Après le renvoi des deux principales affaires, la salle d’audience du tribunal de grande instance de Nkongsamba s’est vidée. Et pourtant on y respirait à peine. Hommes, femmes, jeunes, toutes classes sociales confondues, sont venus nombreux de Mbanga, Njombe, Penja, Loum, Manjo, Nkongsamba, etc. pour vivre les procès de Lapiro de Mbanga et Paul Eric Kingue. D’autres voulaient seulement voir les deux prévenus. Leur arrivée à la salle d’audience ainsi que leur départ est un spectacle ahurissant. Comme Kunta Kinté dans Racines, la quarantaine de prévenus étaient enchaînés, deux à deux, aux poignets. Ils sont venus à pieds par vagues successives au tribunal. Chaque groupe a dû braver une longue procession sur plus d’un kilomètre, entre la prison et le tribunal.

Malgré cette humiliation, Lapiro de Mbanga et Paul Eric Kingue ont gardé le moral haut. Tout commence dans la cour de la prison vers 8h30 au cours de l’appel. Au tour de Lapiro de Mbanga, de sa voix de stentor, l’artiste musicien et homme politique répond : « Absent monsieur ». Tous les gardiens de prison éclatent de rire. A peine 200 mètres parcourus, un groupe de prévenus demande et obtient à se soulager. Une fois encore, Ndinga man lâche une boutade : « Pissez pour vous et pour moi aussi ». Paul Eric Kingue n’est pas reste. « Alors les filles vous vous régalez bien », lance-t-il aux jeunes femmes gardiens de prison qui regardent les détenus se soulager en plein air. A l’entrée du tribunal où se trouve une foule compacte, l’ex maire de Njombe-Penja salue le régisseur non sans pique : « Bonjour monsieur le régisseur. Nous sommes très bien escortés aujourd’hui ». Ils sont convoyés dans la salle d’audience par une quinzaine de geôliers qui, aussitôt arrivés, s’affairent à les déchaîner devant 5 éléments de la gendarmerie, armés de Fal (fusils d’Assaut léger).



Terreur dans les localités

La veille des procès de Lapiro de Mbanga et de Paul Eric Kingue, les localités de Mbanga, Njombe, Penja et Loum avaient retenu leur souffle. Les populations vaquaient à leurs occupations, mais la mort dans l’âme. « L’arrestation de Lapiro est jusqu’ici inexplicable. Nous n’arrivons toujours pas à comprendre pourquoi on l’a mis en prison. Parce que quand ça chauffait ici (à Mbanga, ndlr), il (Lapiro de Mbanga, ndlr) a plutôt joué un rôle de grand frère et de père.

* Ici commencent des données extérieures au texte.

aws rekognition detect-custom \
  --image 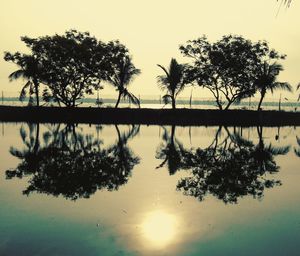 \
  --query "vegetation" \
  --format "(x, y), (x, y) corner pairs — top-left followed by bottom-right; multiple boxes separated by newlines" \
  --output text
(108, 56), (141, 108)
(157, 59), (187, 109)
(255, 61), (292, 110)
(4, 52), (42, 106)
(6, 124), (139, 200)
(4, 30), (291, 110)
(177, 127), (290, 203)
(180, 35), (290, 110)
(5, 30), (128, 107)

C’est lui qui calmait les gens », s’étonne Olivier, un conducteur de moto-taxi à Mbanga. Dans certaines buvettes où cet artiste musicien passe souvent le temps, ses amis n’en reviennent pas. « Nous remettons son sort à Dieu, parce que seule sa justice triomphera », confient certains.

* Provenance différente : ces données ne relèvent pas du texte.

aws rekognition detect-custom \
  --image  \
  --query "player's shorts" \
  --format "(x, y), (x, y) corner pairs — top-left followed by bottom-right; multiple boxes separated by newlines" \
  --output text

Les mêmes prières sont dites pour Paul Eric Kingue. Mais à Mbanga, Njombe, Penja ou Loum, personne ne veut parler à découvert. Tout inconnu qui se rapproche des habitués de ces localités, est suspecté. Les interpellations se poursuivent. Mardi 8 juillet 2008, 3 neveux de Paul Eric Kingue ont été interpellés à Penja avant d’être relâchés. Le week-end dernier, Sollis Mbami qui avait des témoignages jugés compromettants sur certaines personnalités politiques et traditionnelles de Njombe-Penja a été abattu à Penja comme un chien. Mbanga, Njombe, Penja et Loum se sont vidés de la plupart de leurs jeunes. Ils ont peur des représailles. Mbanga et Njombe-Penja sont orphelins de leur Lapiro et Paul Eric Kingue. Si à Mbanga le drapeau flotte toujours chez Lapiro, chef de 3e degré au quartier 12, à la mairie de Njombe-Penja, l’élection d’un nouveau maire est programmée demain, vendredi 11 juillet.